Ms. Bartholet is the poster child for all the reasons parents need to home school.

The states would be better off developing three tests that they would want each child to be able to pass. One to graduate from elementary (8th grade), one to graduate from high school and one college entrance exam to get into all public colleges and universities in that state. At every level the students should be able to read at grade level, write a coherent paragraph with no spelling errors, and do basic arithmetic without the use of a calculator. The college prep test should include some algebra and an extensive grasp of history. The high school should also include an understanding of the U.S. Constitution and a comparison of different economic systems.

At no point should the students be allowed to pass if they can’t get the right answer even if they can show how they got what they got.

The tests can be taken whenever and can be retaken whenever (multiple versions). The tests, especially for college entrance, should be looooooong and haaaaaaard, preferable lasting over several days.

Oh, yes, no more remedial classes should be offered at the college level.

The state should not mandate how anything is to be taught, nor in what order. Last of all the scores (without names) for each district should be posted in the newspaper and online compared with all other districts in the state.

BYW, the GED and ACT and SAT exams are not adequate for what I have in mind.



Fusil Darne

Locally, the homeschooled kids test at a level far above their public schooled peers, and only approached by their private school peers.

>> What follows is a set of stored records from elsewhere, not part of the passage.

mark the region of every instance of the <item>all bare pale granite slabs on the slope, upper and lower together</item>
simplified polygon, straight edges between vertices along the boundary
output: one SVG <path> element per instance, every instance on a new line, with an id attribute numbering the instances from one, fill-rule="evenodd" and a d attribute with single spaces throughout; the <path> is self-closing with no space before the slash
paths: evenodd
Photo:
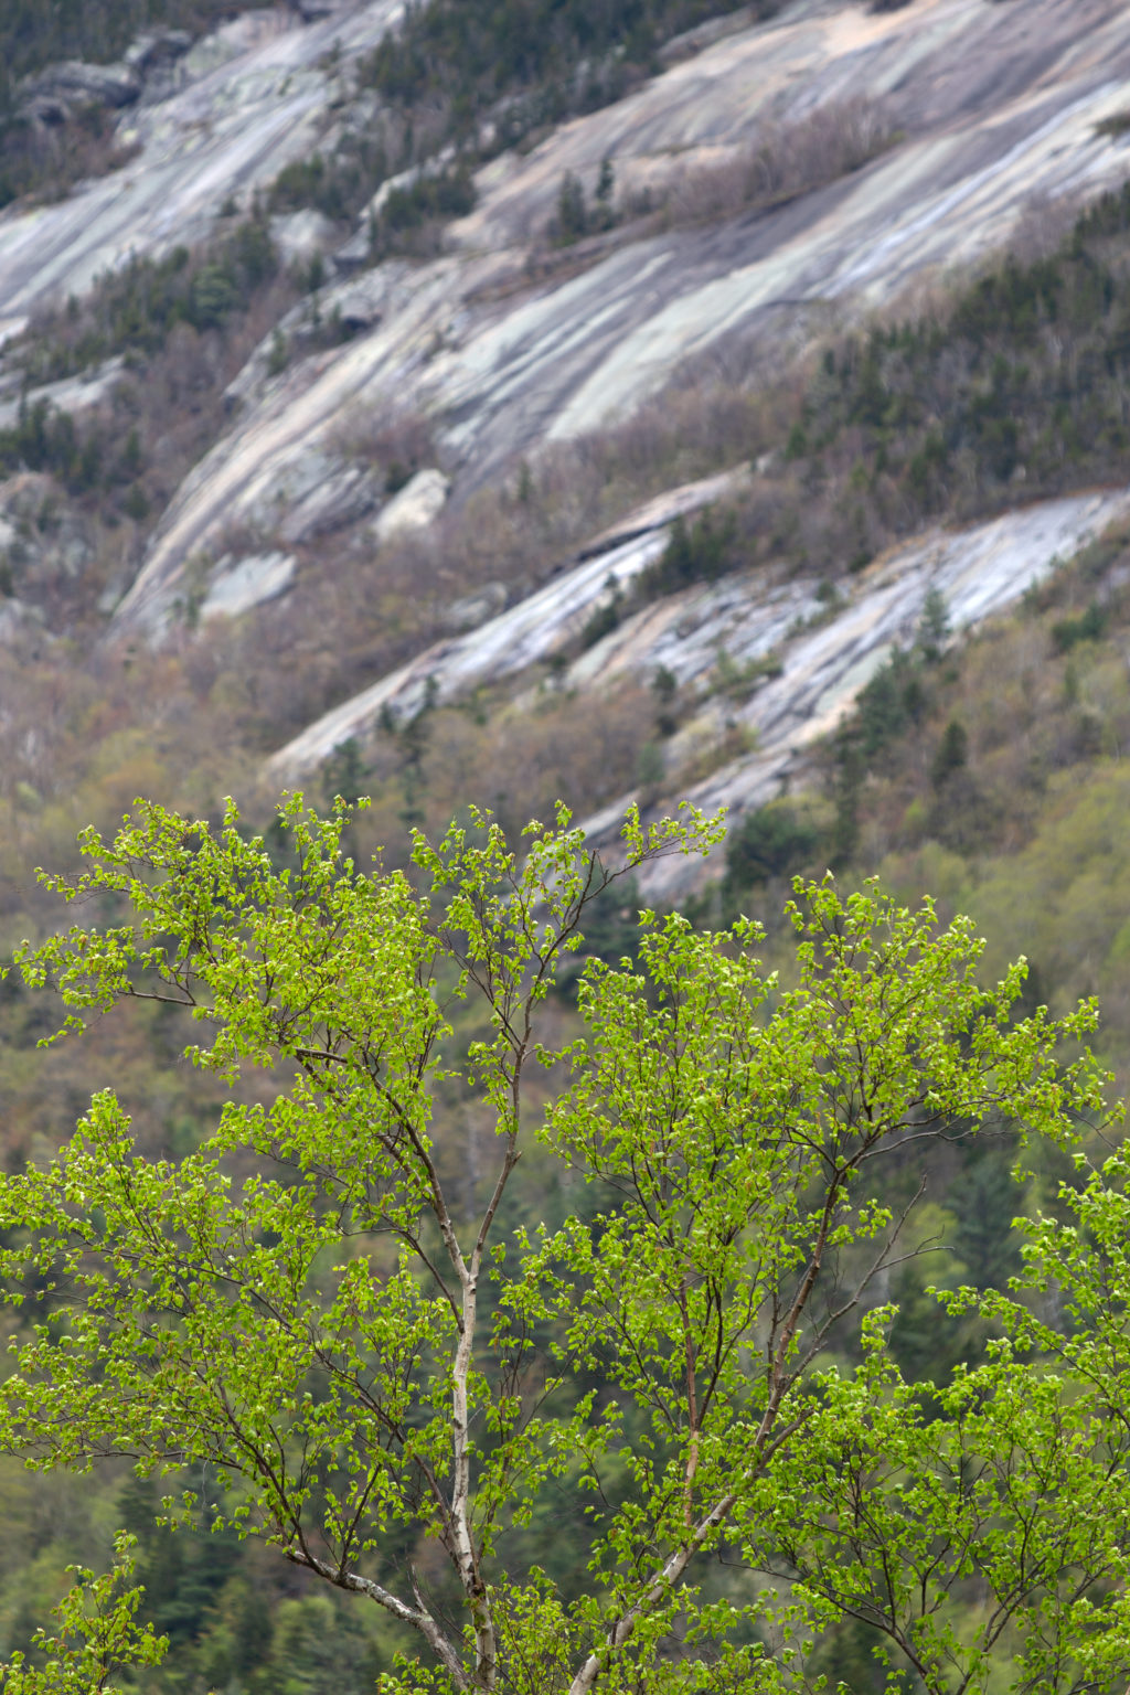
<path id="1" fill-rule="evenodd" d="M 0 217 L 0 334 L 15 336 L 29 314 L 127 254 L 202 239 L 232 200 L 249 203 L 281 166 L 315 142 L 332 151 L 344 124 L 371 115 L 351 71 L 400 5 L 317 10 L 313 20 L 249 12 L 195 44 L 124 110 L 120 134 L 137 153 L 122 171 L 59 205 Z M 481 490 L 513 485 L 554 444 L 630 419 L 695 361 L 756 375 L 759 361 L 779 366 L 1006 241 L 1039 244 L 1059 202 L 1074 207 L 1127 175 L 1128 17 L 1125 0 L 915 0 L 893 12 L 798 0 L 759 25 L 737 14 L 674 42 L 662 73 L 617 105 L 485 164 L 474 210 L 434 259 L 371 263 L 385 188 L 325 254 L 317 314 L 339 325 L 337 342 L 322 337 L 303 354 L 310 300 L 280 325 L 285 368 L 278 336 L 263 342 L 105 639 L 207 642 L 217 619 L 254 620 L 295 588 L 317 609 L 341 532 L 379 585 L 396 534 L 427 532 L 444 508 L 457 525 Z M 789 178 L 801 154 L 811 168 Z M 764 192 L 749 188 L 751 161 Z M 562 181 L 576 178 L 598 205 L 601 171 L 605 227 L 556 242 Z M 290 224 L 276 227 L 280 242 L 317 246 L 317 231 Z M 63 400 L 97 403 L 114 380 L 114 370 L 88 375 Z M 420 422 L 434 463 L 390 495 L 351 441 Z M 440 698 L 483 681 L 513 680 L 520 692 L 532 664 L 561 654 L 559 680 L 578 690 L 657 666 L 693 686 L 700 710 L 669 764 L 695 737 L 739 724 L 754 749 L 695 798 L 757 805 L 905 639 L 928 586 L 969 624 L 1127 505 L 1122 493 L 1084 493 L 962 536 L 930 534 L 834 597 L 803 575 L 730 576 L 639 610 L 571 658 L 610 576 L 627 585 L 659 556 L 678 510 L 756 476 L 739 468 L 676 490 L 598 537 L 581 563 L 546 559 L 546 571 L 564 568 L 517 605 L 500 610 L 493 588 L 476 598 L 456 585 L 452 625 L 478 627 L 374 675 L 276 753 L 269 780 L 308 776 L 342 741 L 368 736 L 383 709 L 410 714 L 429 680 Z M 188 595 L 200 612 L 191 637 L 178 624 Z M 751 676 L 771 658 L 778 675 L 735 700 L 718 683 L 720 653 Z M 600 820 L 593 829 L 600 836 Z"/>

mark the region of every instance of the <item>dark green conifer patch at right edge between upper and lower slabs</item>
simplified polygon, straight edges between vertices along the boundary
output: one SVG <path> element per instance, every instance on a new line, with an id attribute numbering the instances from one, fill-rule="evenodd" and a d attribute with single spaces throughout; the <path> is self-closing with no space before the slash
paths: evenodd
<path id="1" fill-rule="evenodd" d="M 984 508 L 1005 490 L 1120 475 L 1130 420 L 1130 186 L 1032 264 L 1006 259 L 940 320 L 876 327 L 828 351 L 795 456 L 857 441 L 856 483 L 915 514 Z"/>

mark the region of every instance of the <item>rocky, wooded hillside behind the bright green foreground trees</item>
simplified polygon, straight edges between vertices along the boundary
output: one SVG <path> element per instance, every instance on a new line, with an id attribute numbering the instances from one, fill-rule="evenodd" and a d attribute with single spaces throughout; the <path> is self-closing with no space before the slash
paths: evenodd
<path id="1" fill-rule="evenodd" d="M 690 798 L 727 849 L 647 868 L 593 951 L 639 898 L 754 912 L 773 958 L 793 873 L 879 873 L 1028 954 L 1033 1005 L 1098 993 L 1127 1086 L 1127 0 L 46 20 L 0 0 L 5 956 L 59 922 L 34 868 L 137 795 L 249 829 L 369 795 L 351 848 L 391 864 L 473 802 L 564 798 L 612 856 Z M 222 1093 L 173 1024 L 39 1049 L 0 981 L 5 1159 L 107 1075 L 193 1148 Z M 1005 1166 L 935 1173 L 984 1287 Z M 0 1648 L 127 1522 L 174 1639 L 139 1687 L 371 1688 L 395 1631 L 215 1554 L 202 1490 L 176 1539 L 147 1485 L 0 1459 Z M 872 1695 L 867 1644 L 815 1664 Z"/>

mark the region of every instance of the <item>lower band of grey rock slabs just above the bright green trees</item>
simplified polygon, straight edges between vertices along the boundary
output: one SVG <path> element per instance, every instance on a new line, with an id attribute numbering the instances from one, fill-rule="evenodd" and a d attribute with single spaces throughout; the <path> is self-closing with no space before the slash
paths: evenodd
<path id="1" fill-rule="evenodd" d="M 600 688 L 617 675 L 649 676 L 666 666 L 681 686 L 705 685 L 722 651 L 732 664 L 747 666 L 747 698 L 727 702 L 725 712 L 715 709 L 717 734 L 723 715 L 730 724 L 745 724 L 757 753 L 690 792 L 696 805 L 725 805 L 740 817 L 764 805 L 813 741 L 835 727 L 895 642 L 913 639 L 932 588 L 945 598 L 956 629 L 974 625 L 1127 514 L 1130 490 L 1044 502 L 969 531 L 933 532 L 854 578 L 845 598 L 832 607 L 818 598 L 811 580 L 773 581 L 762 571 L 723 578 L 640 609 L 581 654 L 562 681 Z M 629 585 L 659 558 L 666 539 L 667 531 L 659 529 L 595 554 L 473 634 L 429 647 L 281 747 L 268 761 L 268 778 L 305 778 L 344 741 L 364 739 L 385 709 L 412 715 L 429 693 L 439 702 L 457 700 L 488 680 L 517 676 L 559 654 L 607 597 L 608 578 Z M 751 661 L 769 654 L 774 664 L 756 680 Z M 615 851 L 632 798 L 625 795 L 588 820 L 586 834 L 601 851 Z M 671 802 L 662 805 L 669 809 Z M 647 871 L 642 886 L 649 898 L 674 898 L 696 876 L 698 866 L 662 861 Z"/>

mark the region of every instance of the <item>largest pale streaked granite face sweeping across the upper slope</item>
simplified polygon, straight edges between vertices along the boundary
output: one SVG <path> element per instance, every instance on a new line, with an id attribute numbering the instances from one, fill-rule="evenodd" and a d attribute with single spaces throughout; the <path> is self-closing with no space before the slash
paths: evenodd
<path id="1" fill-rule="evenodd" d="M 356 39 L 371 14 L 334 29 Z M 974 264 L 1049 198 L 1122 180 L 1130 149 L 1096 125 L 1125 105 L 1125 0 L 800 5 L 495 159 L 449 253 L 324 290 L 322 314 L 347 312 L 352 339 L 281 381 L 259 359 L 234 385 L 241 410 L 173 500 L 119 625 L 159 631 L 193 551 L 346 417 L 427 417 L 457 510 L 539 446 L 629 417 L 688 359 L 803 346 Z M 557 258 L 547 247 L 566 171 L 591 193 L 610 159 L 627 203 L 649 185 L 693 185 L 767 125 L 788 144 L 789 125 L 861 100 L 903 139 L 822 188 L 662 232 L 629 222 Z"/>

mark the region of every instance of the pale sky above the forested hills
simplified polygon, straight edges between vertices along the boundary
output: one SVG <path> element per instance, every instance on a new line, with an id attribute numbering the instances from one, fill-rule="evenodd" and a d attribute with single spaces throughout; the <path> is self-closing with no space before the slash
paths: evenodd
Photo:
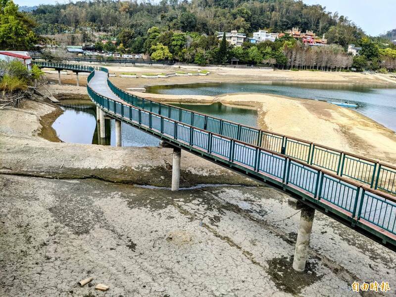
<path id="1" fill-rule="evenodd" d="M 396 29 L 396 0 L 302 0 L 306 4 L 320 4 L 327 11 L 345 15 L 369 35 L 377 36 Z M 65 3 L 65 0 L 14 0 L 21 6 Z"/>

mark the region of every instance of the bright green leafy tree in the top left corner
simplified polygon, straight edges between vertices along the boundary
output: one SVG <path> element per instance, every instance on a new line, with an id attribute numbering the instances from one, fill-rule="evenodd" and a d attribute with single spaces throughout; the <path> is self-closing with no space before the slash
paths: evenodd
<path id="1" fill-rule="evenodd" d="M 18 11 L 12 0 L 0 2 L 0 49 L 33 49 L 39 37 L 32 31 L 35 23 Z"/>

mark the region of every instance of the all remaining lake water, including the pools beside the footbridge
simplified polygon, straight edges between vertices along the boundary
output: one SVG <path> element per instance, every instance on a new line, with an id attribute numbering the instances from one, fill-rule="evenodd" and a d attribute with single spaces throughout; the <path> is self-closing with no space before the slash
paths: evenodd
<path id="1" fill-rule="evenodd" d="M 265 84 L 191 84 L 156 86 L 147 88 L 149 93 L 173 95 L 220 95 L 227 93 L 270 93 L 289 97 L 330 100 L 358 104 L 355 110 L 396 131 L 396 89 L 375 89 L 346 85 L 291 85 Z M 68 101 L 70 102 L 70 101 Z M 257 127 L 257 112 L 252 109 L 226 106 L 221 103 L 207 105 L 172 104 L 215 117 Z M 52 127 L 60 140 L 81 144 L 105 144 L 115 146 L 115 122 L 105 120 L 106 139 L 98 138 L 96 107 L 87 101 L 84 104 L 61 105 L 64 113 Z M 133 147 L 158 146 L 159 140 L 130 125 L 122 123 L 122 145 Z"/>

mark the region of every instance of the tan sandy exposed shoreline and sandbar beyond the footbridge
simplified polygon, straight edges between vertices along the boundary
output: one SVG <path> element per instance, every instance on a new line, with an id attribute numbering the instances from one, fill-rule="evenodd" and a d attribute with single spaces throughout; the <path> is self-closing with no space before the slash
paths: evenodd
<path id="1" fill-rule="evenodd" d="M 125 71 L 124 67 L 108 68 L 110 72 L 118 70 L 118 68 Z M 137 68 L 138 67 L 135 67 L 135 72 L 145 70 L 141 69 L 145 67 L 141 67 L 140 69 Z M 312 74 L 316 75 L 318 72 L 310 72 L 305 75 L 311 76 Z M 368 85 L 368 81 L 370 81 L 369 79 L 366 79 L 367 75 L 359 73 L 319 73 L 319 76 L 327 77 L 327 79 L 335 79 L 338 76 L 341 76 L 344 78 L 344 83 L 353 83 L 350 80 L 345 79 L 346 74 L 347 78 L 355 78 L 355 76 L 357 76 L 359 81 L 363 80 L 366 85 Z M 263 75 L 268 74 L 264 73 Z M 221 102 L 222 104 L 229 106 L 257 109 L 258 127 L 261 129 L 304 139 L 306 141 L 359 155 L 371 156 L 374 159 L 390 164 L 396 164 L 396 152 L 394 149 L 396 147 L 396 133 L 394 131 L 354 110 L 324 101 L 297 99 L 287 96 L 262 93 L 199 96 L 162 95 L 126 90 L 133 87 L 140 88 L 142 86 L 161 85 L 170 82 L 172 84 L 183 84 L 183 82 L 186 83 L 186 79 L 188 80 L 188 83 L 214 82 L 219 76 L 222 76 L 222 74 L 211 73 L 209 76 L 171 77 L 168 79 L 135 79 L 120 77 L 111 77 L 110 79 L 115 85 L 131 94 L 161 102 L 188 104 L 211 104 L 214 102 Z M 254 77 L 257 80 L 257 76 Z M 232 82 L 252 82 L 251 77 L 249 76 L 239 77 L 231 75 L 227 77 L 227 79 L 227 81 Z M 371 83 L 372 81 L 378 82 L 379 79 L 377 77 L 373 77 L 371 78 Z M 72 83 L 70 80 L 68 82 Z M 334 83 L 334 81 L 328 81 L 328 83 Z M 380 82 L 380 84 L 382 84 L 382 82 Z M 392 84 L 384 82 L 382 86 L 385 85 L 390 87 Z M 69 88 L 70 93 L 74 93 L 76 91 L 72 86 L 60 87 L 64 87 L 66 89 Z M 54 88 L 59 87 L 54 86 Z M 81 88 L 82 87 L 80 87 L 79 90 Z M 86 94 L 86 90 L 81 91 Z M 66 93 L 65 91 L 62 92 Z"/>

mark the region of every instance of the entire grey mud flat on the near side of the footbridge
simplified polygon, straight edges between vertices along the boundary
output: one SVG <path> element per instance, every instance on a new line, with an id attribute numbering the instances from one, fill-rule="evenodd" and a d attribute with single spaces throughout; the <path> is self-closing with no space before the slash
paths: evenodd
<path id="1" fill-rule="evenodd" d="M 278 191 L 184 152 L 182 185 L 235 185 L 134 186 L 168 187 L 171 151 L 51 143 L 38 135 L 54 107 L 22 107 L 0 111 L 0 296 L 356 296 L 354 281 L 395 293 L 395 253 L 319 212 L 296 273 L 299 213 Z"/>

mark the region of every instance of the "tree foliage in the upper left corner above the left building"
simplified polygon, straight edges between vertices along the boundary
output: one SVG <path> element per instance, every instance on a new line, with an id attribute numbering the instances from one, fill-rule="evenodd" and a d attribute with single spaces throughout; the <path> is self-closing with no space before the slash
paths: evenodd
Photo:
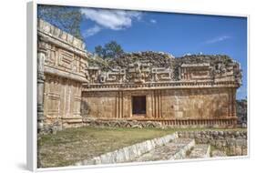
<path id="1" fill-rule="evenodd" d="M 79 7 L 38 5 L 37 16 L 77 38 L 82 38 L 80 30 L 82 14 Z"/>

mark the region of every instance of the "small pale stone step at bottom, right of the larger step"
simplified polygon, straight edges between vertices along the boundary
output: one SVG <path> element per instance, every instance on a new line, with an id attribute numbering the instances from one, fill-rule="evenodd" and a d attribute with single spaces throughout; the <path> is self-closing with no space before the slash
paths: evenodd
<path id="1" fill-rule="evenodd" d="M 187 158 L 210 158 L 210 145 L 196 144 Z"/>

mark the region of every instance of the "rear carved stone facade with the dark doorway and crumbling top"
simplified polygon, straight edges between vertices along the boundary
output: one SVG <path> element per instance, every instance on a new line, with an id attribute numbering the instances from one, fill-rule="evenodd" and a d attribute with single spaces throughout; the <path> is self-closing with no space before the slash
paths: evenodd
<path id="1" fill-rule="evenodd" d="M 107 71 L 87 68 L 95 76 L 83 85 L 85 117 L 153 121 L 170 127 L 236 126 L 236 89 L 241 86 L 241 69 L 230 57 L 174 58 L 154 52 L 134 56 L 111 60 L 115 62 L 108 63 L 114 66 Z M 144 103 L 136 102 L 137 97 Z"/>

How does this idiot negate that fact?



Bettyann Legans

I homeschooled my five children in the 80s and early 90s. They consistently tested in the 98 percentile throughout. Today they are ALL in sound marriages with their own children, ALL went on to college, and all 5 if them are in professions that earn them 100k + a year. Now here is the kicker: I am a HS graduate only and was a single mother by the time the oldest was 10. Public school is a brain washing project led by globalists who want the family and all things solid and good for human lives like stable hetero marriages ended so they can control a depressed people. But we know how this story ends, and people like Bartholet LOSE.